Gemini Robotics-ER 1.6

Overview

Freshness note: Model capabilities, limits, and pricing can change quickly. This profile is a point-in-time snapshot last verified on June 8, 2026.

Gemini Robotics-ER 1.6 is Google’s robotics-tuned Gemini variant, published as gemini-robotics-er-1.6-preview. It is built as a vision-language model for advanced reasoning in the physical world: interpreting complex visual data, performing spatial reasoning, and planning actions from natural-language commands.

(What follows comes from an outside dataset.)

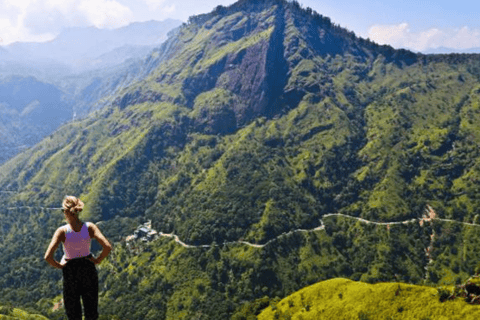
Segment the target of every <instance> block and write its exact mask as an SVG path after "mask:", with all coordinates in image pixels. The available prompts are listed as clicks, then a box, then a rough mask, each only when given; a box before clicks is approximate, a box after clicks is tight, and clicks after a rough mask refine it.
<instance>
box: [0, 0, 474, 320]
mask: <svg viewBox="0 0 480 320" xmlns="http://www.w3.org/2000/svg"><path fill="white" fill-rule="evenodd" d="M142 70H148V73H146V75H145V77H144V78H142V79H140V80H139V81H137V82H135V83H134V84H132V85H130V86H128V87H125V88H124V89H122V90H121V91H120V92H118V93H116V94H115V96H114V97H112V98H108V99H109V100H108V101H111V103H108V104H107V105H106V106H105V107H104V108H102V109H100V110H98V111H96V112H95V113H93V114H91V115H90V116H88V117H86V118H85V119H83V120H81V121H75V122H71V123H69V124H67V125H64V126H63V127H61V128H60V129H59V130H58V131H57V132H56V133H55V134H53V135H51V136H50V137H48V138H47V139H45V140H43V141H42V142H40V143H39V144H37V145H36V146H35V147H33V148H31V149H29V150H27V151H25V152H24V153H22V154H20V155H18V156H17V157H15V158H14V159H12V160H10V161H9V162H7V163H5V164H4V165H3V166H1V167H0V202H1V206H0V225H1V226H2V231H1V233H0V238H1V241H0V252H1V253H2V262H5V263H2V267H1V268H0V292H1V294H2V296H3V297H4V299H6V300H7V301H15V302H16V303H21V304H25V305H27V306H31V307H35V308H39V309H41V310H42V311H43V312H44V313H46V314H47V313H48V316H49V318H52V319H54V318H55V317H60V315H59V314H57V313H54V312H51V311H50V310H51V307H52V303H53V301H56V300H55V299H56V297H57V296H58V295H59V294H60V292H61V286H60V284H59V280H60V275H59V274H58V273H57V272H56V270H51V269H49V268H48V267H47V266H46V264H45V263H44V262H43V261H42V255H43V252H44V251H45V249H46V246H47V245H48V241H49V239H50V237H51V235H52V234H53V232H54V230H55V228H56V227H58V226H59V225H60V224H61V223H62V215H61V214H60V211H59V210H58V209H55V208H58V207H59V206H60V203H61V201H62V199H63V197H64V195H66V194H75V195H79V196H80V197H81V198H82V199H83V200H84V202H85V203H86V207H85V210H84V218H85V219H86V220H90V221H94V222H99V221H100V223H99V225H100V226H101V228H102V230H103V231H104V232H105V233H106V234H107V236H108V237H110V238H111V239H112V240H113V241H115V242H116V249H115V251H114V252H113V253H112V256H111V257H110V258H109V260H108V261H106V262H105V263H104V264H103V265H102V267H101V270H100V277H101V281H102V292H101V310H102V314H105V315H110V316H112V317H113V316H116V317H119V318H121V319H123V318H125V319H195V318H197V319H204V318H205V319H226V318H229V317H233V316H236V317H237V318H239V317H241V310H242V308H243V307H245V306H246V305H262V303H264V302H265V301H268V299H269V298H268V297H271V298H273V297H275V296H278V297H284V296H286V295H288V294H290V293H292V292H294V291H297V290H298V289H300V288H302V287H304V286H307V285H309V284H312V283H315V282H317V281H319V280H325V279H330V278H334V277H344V278H350V279H353V280H362V281H367V282H377V281H393V280H396V281H402V282H409V283H415V284H423V283H427V284H454V283H459V282H461V281H463V280H465V279H466V278H467V277H469V276H470V275H472V274H474V273H475V272H476V271H477V268H478V264H479V258H478V255H477V254H476V252H477V250H476V249H477V248H478V247H479V241H480V239H479V237H478V232H477V231H478V229H477V228H478V227H477V225H476V223H477V222H478V216H477V215H478V209H477V208H478V205H479V200H480V196H479V193H478V192H477V186H476V181H477V180H478V177H479V174H480V171H479V170H480V169H479V168H480V167H479V153H478V148H477V145H478V141H479V139H480V130H479V127H478V125H477V122H478V117H479V113H478V109H479V101H480V96H479V94H480V83H479V76H480V56H477V55H448V56H442V55H439V56H424V55H418V54H414V53H412V52H409V51H405V50H394V49H393V48H391V47H388V46H379V45H377V44H375V43H372V42H370V41H368V40H364V39H361V38H358V37H356V36H355V35H354V34H353V33H352V32H349V31H347V30H345V29H342V28H341V27H339V26H337V25H334V24H332V22H331V21H330V20H329V19H328V18H326V17H323V16H321V15H319V14H318V13H316V12H313V11H312V10H310V9H308V8H306V9H304V8H302V7H301V6H300V5H299V4H298V3H297V2H287V1H283V0H264V1H251V0H242V1H239V2H237V3H235V4H233V5H231V6H229V7H222V6H219V7H217V8H216V9H215V10H214V11H213V12H211V13H208V14H204V15H199V16H195V17H191V18H190V20H189V22H188V23H187V24H185V25H183V26H182V27H181V28H180V29H179V30H178V32H177V33H176V34H175V35H173V36H172V37H171V38H170V39H169V40H168V41H167V42H166V43H165V44H163V45H162V47H161V48H160V49H159V50H157V51H155V52H153V53H152V55H151V57H150V58H147V59H146V60H145V65H144V69H142ZM426 205H430V206H431V207H432V208H433V209H434V211H435V212H436V218H435V219H433V220H431V221H429V220H421V216H422V214H423V213H424V209H425V207H426ZM336 212H339V213H342V214H343V215H329V214H330V213H336ZM352 217H353V218H352ZM355 218H357V219H355ZM147 219H151V220H152V226H153V228H154V229H156V230H158V231H160V232H163V233H174V234H175V235H177V236H178V237H179V239H180V240H181V241H183V242H184V243H186V244H188V245H191V246H186V247H185V246H182V245H181V244H179V243H177V242H175V241H174V240H172V239H170V238H166V237H161V239H160V240H157V241H154V242H151V243H147V244H141V243H140V244H136V245H135V248H134V249H132V248H129V247H128V246H127V245H126V244H125V243H124V242H122V239H125V237H126V236H127V235H129V234H131V233H132V232H133V230H134V229H135V228H136V226H137V225H138V224H140V223H143V222H144V221H145V220H147ZM420 222H422V223H420ZM127 284H128V285H127ZM265 296H266V297H267V298H265ZM262 299H263V300H262ZM267 305H268V303H267Z"/></svg>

This is a specialized model. For typical chat or coding workflows, the standard Gemini 3.1 Pro line is the right reference. Robotics-ER 1.6 is the entry to consult when the question is “how does Google approach embodied reasoning for physical agents?”

Capabilities

Google’s current model and pricing docs highlight a specific capability profile:

Embodied reasoning for robots and physical-world agents.
Text, image, video, and audio inputs with text output.
Spatial and physical reasoning for interpreting visual scenes and planning actions.
Tool-oriented capabilities including function calling, code execution, file search, URL context, search grounding, Google Maps grounding, Computer Use, structured outputs, thinking, caching, batch, flex, and priority inference.
No image generation, audio generation, or Live API support on the current model page.

Technical Details

Public anchors at this snapshot:

Model ID: gemini-robotics-er-1.6-preview
Input token limit: 131,072
Output token limit: 65,536
Inputs: text, images, video, and audio
Output: text
Designed as a planner and reasoning model for physical-world workflows, not as a generic chat model.
Available through the Gemini API and Google AI Studio at this snapshot.
Marked as a preview release; DeepMind may adjust capabilities and access before GA.

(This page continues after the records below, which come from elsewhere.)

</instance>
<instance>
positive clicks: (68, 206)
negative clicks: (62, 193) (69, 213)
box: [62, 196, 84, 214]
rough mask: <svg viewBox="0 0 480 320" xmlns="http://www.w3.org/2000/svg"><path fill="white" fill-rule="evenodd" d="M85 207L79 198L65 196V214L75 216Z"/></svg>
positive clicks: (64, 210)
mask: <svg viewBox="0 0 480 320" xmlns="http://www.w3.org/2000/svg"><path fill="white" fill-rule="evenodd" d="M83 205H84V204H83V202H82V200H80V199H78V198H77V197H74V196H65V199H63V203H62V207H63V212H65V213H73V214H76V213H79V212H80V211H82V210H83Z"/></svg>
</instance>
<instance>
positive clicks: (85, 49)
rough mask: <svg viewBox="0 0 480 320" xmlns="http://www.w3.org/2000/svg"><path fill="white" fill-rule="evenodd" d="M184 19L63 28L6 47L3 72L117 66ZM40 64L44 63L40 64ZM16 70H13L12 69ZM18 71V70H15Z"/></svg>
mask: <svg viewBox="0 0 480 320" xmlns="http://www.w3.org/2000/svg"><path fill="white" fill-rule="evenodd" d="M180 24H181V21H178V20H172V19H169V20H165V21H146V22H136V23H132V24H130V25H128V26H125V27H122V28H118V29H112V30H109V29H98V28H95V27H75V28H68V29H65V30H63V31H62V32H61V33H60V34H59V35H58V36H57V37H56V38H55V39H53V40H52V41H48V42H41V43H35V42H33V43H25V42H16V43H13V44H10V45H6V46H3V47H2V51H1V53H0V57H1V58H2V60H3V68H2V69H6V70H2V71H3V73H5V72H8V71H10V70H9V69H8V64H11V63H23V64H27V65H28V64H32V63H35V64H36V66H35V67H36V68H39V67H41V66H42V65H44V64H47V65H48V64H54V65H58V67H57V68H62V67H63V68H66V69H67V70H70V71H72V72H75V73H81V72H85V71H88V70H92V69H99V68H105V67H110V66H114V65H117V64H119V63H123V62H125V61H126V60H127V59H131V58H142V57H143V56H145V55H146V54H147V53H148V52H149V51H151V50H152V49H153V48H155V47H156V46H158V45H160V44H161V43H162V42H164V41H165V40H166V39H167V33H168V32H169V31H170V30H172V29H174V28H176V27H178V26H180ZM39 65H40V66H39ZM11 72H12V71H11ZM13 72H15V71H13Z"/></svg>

Google’s deprecation table lists no shutdown date for gemini-robotics-er-1.6-preview at this snapshot.

Pricing & Access

Google’s current pricing page lists a separate Robotics-ER 1.6 Preview tier:

Input: $1.00 per 1M text, image, or video tokens
Input: $2.00 per 1M audio tokens
Output: $5.00 per 1M tokens
Batch: $0.50 text/image/video input,$ 1.00 audio input, and $2.50 output per 1M tokens

Access options:

Gemini API for developers
Google AI Studio for prototyping
Vertex AI / Gemini deployment paths where this preview model is enabled

Best Use Cases

Choose Gemini Robotics-ER 1.6 for:

Industrial inspection workflows where reading analog gauges and instruments matters.
Robotics planners that delegate motor control to VLA models while keeping high-level reasoning in a frontier model.
Embodied agents that need spatial reasoning, multi-view understanding, and tool-call orchestration in one surface.
Research and prototyping work around robotics planning, physical-scene interpretation, and tool-using embodied agents.

This is not the right model for general assistant work, chat, or non-physical agentic coding; the standard Gemini 3.1 Pro and Flash lines are better defaults there.

Comparisons

Gemini Robotics-ER 1.5 (Google): Direct predecessor; 1.6 is the current documented Robotics-ER preview route.
Gemini 3.5 Flash (Google): General-purpose fast Gemini model; Robotics-ER 1.6 is the robotics-specialized counterpart with embodied-reasoning positioning.
Other embodied-AI research models: Typically narrower research demos; Robotics-ER 1.6 differentiates through Gemini API access, physical-world reasoning, and broad tool support.